A nostálgica Pensão Humaitá e sua importância para a cultura do vinho no Brasil

Famosa casa surgiu na década de 30 do século passado, em São Paulo; entretanto, o batismo deu-se anos depois, com a participação do Mestre do Bem Viver, Marcelino de Carvalho

  • Por Esper Chacur Filho
  • 09/04/2021 10h00
Esper Chacur Filho/Jovem Pan garrafa de vinho, taça com meio copo cheio e livro. vela acesa Grande foco dos almoços era o vinho de Bordeaux, já que a adega de Yan era das mais ricas em tal região francesa

Todos os dias, aqueles que gostam de vinho como eu, ouvem falar de confrarias, técnicas, sejam novas ou antigas. Nestes dias de pandemia, que passarão, as confrarias virtuais começaram a surgir, e algumas antigas a se reinventar. A mais velha que tenho notícia e que, possivelmente, é a que mais prestou serviços à cultura do vinho no Brasil, foi a Pensão HumaitáA famosa Pensão surgiu na década de 30 do século passado e o nome foi fruto de sua localização, na esquina da Av. Brigadeiro Luís Antônio com a rua Humaitá, em São Paulo. Entretanto, o batismo deu-se anos depois, com a participação do Mestre do Bem Viver, Marcelino de Carvalho, um dos maiores conhecedores de Vinho do Porto na época.

Marcelino, como era conhecido Antônio Marcelino de Carvalho, foi jornalista, escritor, cronista e um mestre de etiqueta nos anos de 1950, tendo seus livros permanecido clássicos nas décadas seguintes. Ele era filho de Antônio Marcelino de Carvalho e Dona Brasília Machado de Carvalho. Já quem dirigia a Pensão era o Professor João Fernando de Almeida Prado, mais conhecido por Yan de Almeida Prado. Intelectual, bibliófilo, historiador e participante ativo da Semana de Arte Moderna, aproveitou seu período de estudos na Europa no começo do século passado para aprimorar seus conhecimentos em torno do vinho e da boa mesa. Yan era um fervoroso anticomunista, considerado conservador e reacionário por alguns intelectuais e jornalistas de esquerda da época. Mas, em sua casa, recebia jornalistas como Assis Chateaubriand, Júlio de Mesquita Neto e Monteiro Lobato. Era, de verdade, um democrata. Tinha contatos preciosos para abastecer sua refinada adega e partilhá-la com sabedoria entre seus confrades e amigos. 

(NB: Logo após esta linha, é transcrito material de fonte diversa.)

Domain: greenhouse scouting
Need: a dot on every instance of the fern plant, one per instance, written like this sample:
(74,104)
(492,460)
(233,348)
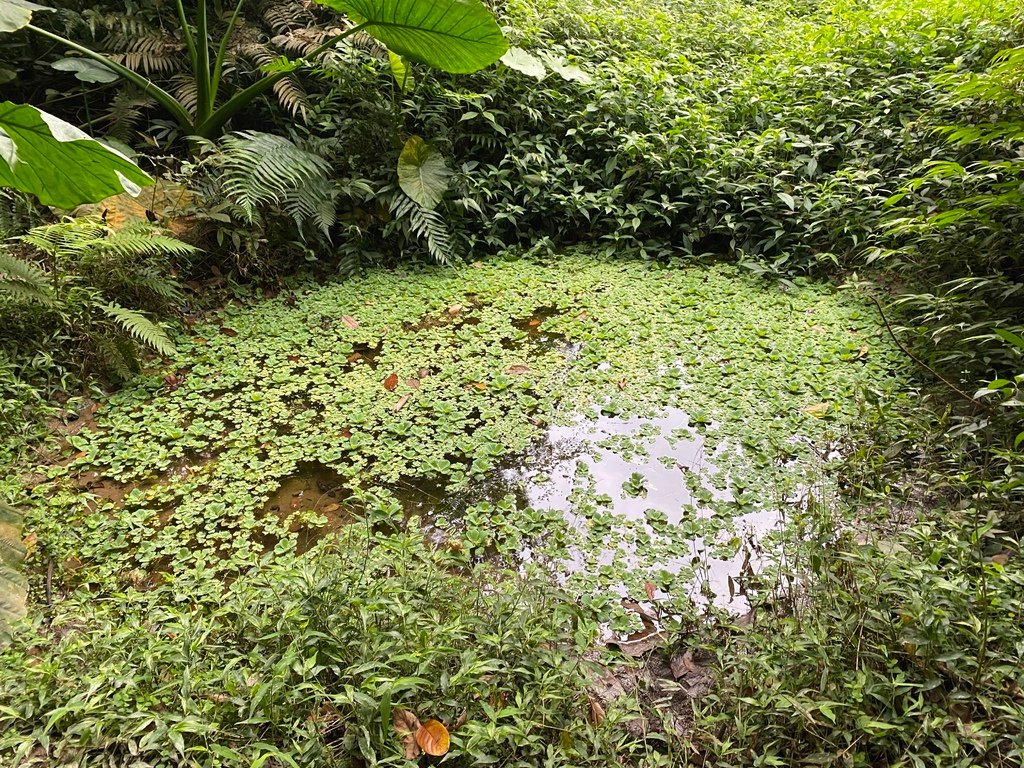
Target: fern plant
(84,273)
(13,587)
(24,281)
(257,172)
(425,225)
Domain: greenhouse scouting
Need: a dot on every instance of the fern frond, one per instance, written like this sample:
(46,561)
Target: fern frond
(259,169)
(428,225)
(140,327)
(24,281)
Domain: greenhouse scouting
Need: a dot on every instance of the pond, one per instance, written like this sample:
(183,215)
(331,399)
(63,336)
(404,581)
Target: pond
(636,430)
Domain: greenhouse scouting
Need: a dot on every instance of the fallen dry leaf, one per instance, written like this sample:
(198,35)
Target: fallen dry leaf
(595,715)
(683,665)
(407,725)
(433,738)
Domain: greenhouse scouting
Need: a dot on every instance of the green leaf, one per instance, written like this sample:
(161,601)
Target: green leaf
(565,70)
(1013,338)
(13,588)
(423,174)
(401,71)
(456,36)
(525,62)
(85,70)
(14,14)
(58,163)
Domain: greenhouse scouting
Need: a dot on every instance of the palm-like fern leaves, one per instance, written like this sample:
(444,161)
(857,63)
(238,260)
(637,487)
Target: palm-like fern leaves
(426,224)
(260,169)
(140,327)
(24,281)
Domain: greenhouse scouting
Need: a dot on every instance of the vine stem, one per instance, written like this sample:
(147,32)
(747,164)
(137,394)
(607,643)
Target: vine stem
(977,403)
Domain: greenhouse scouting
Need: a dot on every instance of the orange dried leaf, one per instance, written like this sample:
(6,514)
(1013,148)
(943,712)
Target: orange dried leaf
(433,738)
(407,725)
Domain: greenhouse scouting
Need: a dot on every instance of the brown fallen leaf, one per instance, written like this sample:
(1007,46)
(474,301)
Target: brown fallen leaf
(407,725)
(595,714)
(433,738)
(682,665)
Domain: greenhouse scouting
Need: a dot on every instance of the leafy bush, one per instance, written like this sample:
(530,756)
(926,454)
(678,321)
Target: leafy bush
(304,662)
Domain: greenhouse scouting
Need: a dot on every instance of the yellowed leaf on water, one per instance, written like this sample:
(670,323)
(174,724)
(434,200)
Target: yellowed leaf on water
(433,738)
(818,410)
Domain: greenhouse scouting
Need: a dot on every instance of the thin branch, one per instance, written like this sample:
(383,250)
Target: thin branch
(964,395)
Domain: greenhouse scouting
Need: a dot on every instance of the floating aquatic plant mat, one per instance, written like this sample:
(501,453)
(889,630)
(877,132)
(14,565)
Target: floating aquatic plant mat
(632,428)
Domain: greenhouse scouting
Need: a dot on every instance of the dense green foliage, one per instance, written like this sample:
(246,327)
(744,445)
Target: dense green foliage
(624,146)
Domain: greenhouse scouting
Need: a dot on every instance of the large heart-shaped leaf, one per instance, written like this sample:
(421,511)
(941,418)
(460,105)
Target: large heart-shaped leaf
(450,35)
(13,588)
(16,13)
(58,163)
(423,174)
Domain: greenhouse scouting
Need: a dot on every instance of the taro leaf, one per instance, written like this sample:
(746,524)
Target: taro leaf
(423,174)
(14,14)
(58,163)
(86,70)
(13,588)
(525,62)
(433,738)
(456,36)
(407,725)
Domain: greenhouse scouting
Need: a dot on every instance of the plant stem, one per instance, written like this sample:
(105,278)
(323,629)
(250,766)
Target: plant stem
(148,87)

Por mais de cinquenta anos, Yan recebeu seus amigos para o almoço aos sábados. Embora em certa época tenha mudado de endereço, na rua Guaianases num bonito casarão, o nome permaneceu. Entre os confrades mais assíduos havia nomes como Leonardo Arroyo, Francisco Matarazzo Sobrinho (Ciccillo Matarazzo), João de Scantimburgo, José Tavares de Miranda, Olinto Moura, Octales Marcondes, Paulo Ayres, Pedro Kalim Cury e evidentemente, Marcelino de Carvalho. É verdade que o grande foco dos almoços era o vinho de Bordeaux (a adega de Yan era das mais ricas em tal região francesa), entretanto, foi por lá que passaram pela primeira vez os grandes Bourgognes, ícones como Vega-Sicília e brancos como o Egon-Müller, chamado por muitos como o “Riesling Eterno” por conta de sua longevidade. Por fim, não posso deixar de destacar que tive a oportunidade de conviver com um ou outro quando comecei a engatinhar no mundo do vinho, e o meu amor pela bebida nasceu deste convívio. Para aqueles que quiserem conhecer mais sobre a Pensão, e sobre a história de São Paulo, recomendo o livro de João de Scantimburgo “Memórias da Pensão Humaitá – Crônica nostálgica da legendária casa de Yan de Almeida Prado”. Salut!

*Esse texto não reflete, necessariamente, a opinião da Jovem Pan.